Retail forecast
Below, I have generated an example forecast table that is relevant for retail brands. In the example, I have included 6 days of a promotion for a brand running an Easter promotion from 4/5 to 4/10. The data is just an example of what could be observed (I used Facebook media as a reference point for the metrics listed).
How to use
input amounts for the rows in white (spend, CPA, CPM, AOV, CPC, CTR). A couple things to consider when inputting these metrics:
- Spend: This field should be based on the media plan of the campaign and tied to the budget caps set in platform.
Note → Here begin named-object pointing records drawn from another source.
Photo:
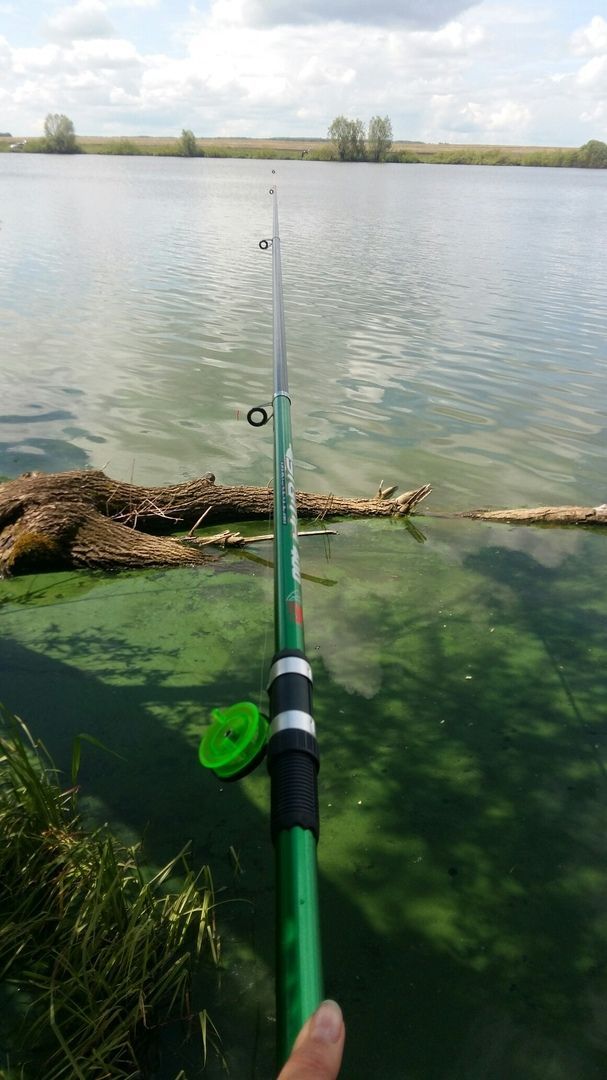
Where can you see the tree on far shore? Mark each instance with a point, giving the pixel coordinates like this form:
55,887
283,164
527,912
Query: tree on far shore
59,136
349,138
379,137
188,146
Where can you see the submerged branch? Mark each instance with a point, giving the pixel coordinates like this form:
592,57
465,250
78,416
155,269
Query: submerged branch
84,518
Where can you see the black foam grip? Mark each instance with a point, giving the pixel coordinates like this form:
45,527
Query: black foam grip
293,764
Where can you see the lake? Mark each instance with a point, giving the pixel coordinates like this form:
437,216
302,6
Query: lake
445,325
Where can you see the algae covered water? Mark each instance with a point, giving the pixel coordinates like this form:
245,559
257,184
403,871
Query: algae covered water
444,325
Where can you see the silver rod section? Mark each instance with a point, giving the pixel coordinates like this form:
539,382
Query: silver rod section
281,379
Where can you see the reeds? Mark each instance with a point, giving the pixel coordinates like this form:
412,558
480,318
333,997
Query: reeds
93,957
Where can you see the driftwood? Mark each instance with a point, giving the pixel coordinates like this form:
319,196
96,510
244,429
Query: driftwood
56,521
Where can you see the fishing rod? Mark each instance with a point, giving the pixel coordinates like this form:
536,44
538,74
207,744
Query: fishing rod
240,736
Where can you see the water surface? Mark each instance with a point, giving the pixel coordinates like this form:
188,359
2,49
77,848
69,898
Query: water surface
445,325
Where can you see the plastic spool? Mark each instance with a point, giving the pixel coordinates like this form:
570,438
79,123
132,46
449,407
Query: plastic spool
235,740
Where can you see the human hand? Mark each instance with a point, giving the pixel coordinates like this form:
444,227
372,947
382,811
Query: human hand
319,1048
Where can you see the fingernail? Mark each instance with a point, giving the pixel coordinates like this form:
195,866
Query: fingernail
326,1022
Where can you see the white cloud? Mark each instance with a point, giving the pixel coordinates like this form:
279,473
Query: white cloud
88,18
485,72
592,38
412,13
499,119
594,72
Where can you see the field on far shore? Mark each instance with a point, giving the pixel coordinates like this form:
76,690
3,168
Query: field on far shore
282,147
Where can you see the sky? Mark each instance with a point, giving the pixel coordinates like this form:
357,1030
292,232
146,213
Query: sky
526,71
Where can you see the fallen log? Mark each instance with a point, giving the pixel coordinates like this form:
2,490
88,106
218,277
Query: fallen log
84,518
548,515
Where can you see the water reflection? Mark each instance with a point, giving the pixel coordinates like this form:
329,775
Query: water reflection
459,690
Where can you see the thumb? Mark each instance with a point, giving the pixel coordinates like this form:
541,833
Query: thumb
319,1048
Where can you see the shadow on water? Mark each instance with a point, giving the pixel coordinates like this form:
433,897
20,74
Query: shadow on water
462,800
As a note - forecasts have round numbers when it comes to spend, but actualized data post campaign flight will often show slightly lower spend due to scale limitations
- AOV: Is there a promotion running (% off or other sale) and how does that change throughout the duration of the campaign? Promotion depth will impact the AOVs (Average Order Values) as the greater the promotion depth, the higher likelihood that AOVs will be lower. In this example, I decided that the promotion depth became greater as the promotion went on, hence the decrease in AOV
- CPM: How competitive is the market during the promotion? Oftentimes when promotions start during the week and go through the weekend, we see higher CPMs during the week as consumers tend to be online more during the week than the weekend and because of this, more advertisers are in market during the week. However, this is just a forecast, so use historical data and platform benchmarks to help inform this metric
- CPC and CTR are largely dependent on historical data, creative efficacy, and promo depth
For your reference, I have also included some calculators and associated definitions of KPIs at the bottom of the canvas as well.